Said COA Chair Tom Wright in an interview with the Toronto Star, “Typically these dispute would require someone taking the matter to the courts, often a costly and lengthy avenue. Sometimes a mediator would be brought in, but that would require the agreement of all parties and, again, it could be costly. The fact that a condo corporation would have to pay means the owners are footing the bill.”
In addition to the new dispute tribunal, the COA also ushered in a slew of new regulations to better protect Ontario’s 1.6 million condo residents, such as mandated training for new board members and managers, processes for meeting notices, voting procedures, reserve funds, as well as disclosures for awarded vendor contracts.
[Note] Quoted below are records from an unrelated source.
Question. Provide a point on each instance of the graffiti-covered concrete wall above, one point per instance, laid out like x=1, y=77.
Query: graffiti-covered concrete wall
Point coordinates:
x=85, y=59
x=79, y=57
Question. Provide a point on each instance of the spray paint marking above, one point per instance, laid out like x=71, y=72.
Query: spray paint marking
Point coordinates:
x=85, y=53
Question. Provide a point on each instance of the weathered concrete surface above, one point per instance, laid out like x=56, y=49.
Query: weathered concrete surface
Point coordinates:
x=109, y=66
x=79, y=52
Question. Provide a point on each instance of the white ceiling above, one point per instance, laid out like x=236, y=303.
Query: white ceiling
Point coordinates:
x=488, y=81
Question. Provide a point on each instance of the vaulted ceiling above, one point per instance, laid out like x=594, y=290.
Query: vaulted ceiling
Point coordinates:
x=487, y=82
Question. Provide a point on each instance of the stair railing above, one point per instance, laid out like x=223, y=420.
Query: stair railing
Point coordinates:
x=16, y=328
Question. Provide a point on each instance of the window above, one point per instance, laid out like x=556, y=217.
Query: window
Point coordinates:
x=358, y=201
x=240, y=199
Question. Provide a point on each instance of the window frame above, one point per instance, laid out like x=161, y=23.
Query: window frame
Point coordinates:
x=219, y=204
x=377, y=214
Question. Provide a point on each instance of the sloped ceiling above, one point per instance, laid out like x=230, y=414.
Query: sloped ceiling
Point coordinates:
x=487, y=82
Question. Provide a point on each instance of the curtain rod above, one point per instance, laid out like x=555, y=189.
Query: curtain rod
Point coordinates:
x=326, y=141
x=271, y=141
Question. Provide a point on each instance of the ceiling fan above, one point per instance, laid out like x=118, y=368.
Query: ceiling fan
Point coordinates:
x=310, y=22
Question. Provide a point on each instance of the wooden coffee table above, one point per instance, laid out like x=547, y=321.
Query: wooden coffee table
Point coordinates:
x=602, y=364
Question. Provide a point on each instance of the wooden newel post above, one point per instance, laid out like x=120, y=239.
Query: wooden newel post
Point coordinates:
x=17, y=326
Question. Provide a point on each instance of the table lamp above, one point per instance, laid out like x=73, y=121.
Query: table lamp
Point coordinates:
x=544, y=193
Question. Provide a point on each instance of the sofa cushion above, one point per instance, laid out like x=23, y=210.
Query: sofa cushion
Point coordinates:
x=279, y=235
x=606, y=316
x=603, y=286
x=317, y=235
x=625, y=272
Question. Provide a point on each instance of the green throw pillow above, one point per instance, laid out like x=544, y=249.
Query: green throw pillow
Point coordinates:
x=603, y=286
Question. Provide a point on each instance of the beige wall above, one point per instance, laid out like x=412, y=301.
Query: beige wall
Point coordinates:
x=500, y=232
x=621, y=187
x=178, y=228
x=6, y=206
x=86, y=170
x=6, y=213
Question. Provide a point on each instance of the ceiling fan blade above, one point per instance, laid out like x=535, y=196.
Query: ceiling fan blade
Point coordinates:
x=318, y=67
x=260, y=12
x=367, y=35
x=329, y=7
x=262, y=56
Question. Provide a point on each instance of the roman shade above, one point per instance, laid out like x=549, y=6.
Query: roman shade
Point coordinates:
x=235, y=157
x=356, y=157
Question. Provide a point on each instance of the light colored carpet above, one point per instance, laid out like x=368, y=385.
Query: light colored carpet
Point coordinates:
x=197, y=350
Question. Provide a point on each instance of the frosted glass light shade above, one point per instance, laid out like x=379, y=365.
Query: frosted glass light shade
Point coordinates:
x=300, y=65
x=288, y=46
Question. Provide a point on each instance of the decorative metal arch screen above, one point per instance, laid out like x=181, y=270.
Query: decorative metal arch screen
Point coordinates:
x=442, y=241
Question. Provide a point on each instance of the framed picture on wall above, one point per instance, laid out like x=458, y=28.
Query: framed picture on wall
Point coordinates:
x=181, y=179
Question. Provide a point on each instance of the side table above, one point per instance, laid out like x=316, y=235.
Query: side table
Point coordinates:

New Home Construction Remains Steady in October
The pace of new home construction starts picked up again last month after experiencing a downturn in September, reports the Canada Mortgage and Housing Corporation. The Crown Agency reveals ground was broken on 216,770 new units in October, compared to 215,153 the month prior.
“The trend in housing starts essentially held steady in October following a decrease in September,” said Bob Dugan, CMHC’s chief economist. “Nevertheless, new home construction remains very strong in 2017 as the seasonally adjusted number of starts has been above 200,000 units in nine of ten months of the year.”
In Toronto, where the resale market has slowed considerably since the summer months, new construction remains robust but has softened slightly, which the CMHC attributes to the timing of preconstruction sales.
“Total housing starts in the CMA trended lower in October 2017, with the most pronounced declines occurring in single-detached home and apartment starts,” the October report states. “Lower trending single-detached home starts are reflective of fewer sales of pre-construction units through 2016 and spring of 2017. Sales of pre-construction condominium apartment units have been brisk over the past couple of years and these units continue to start construction with varying levels of intensity each month.”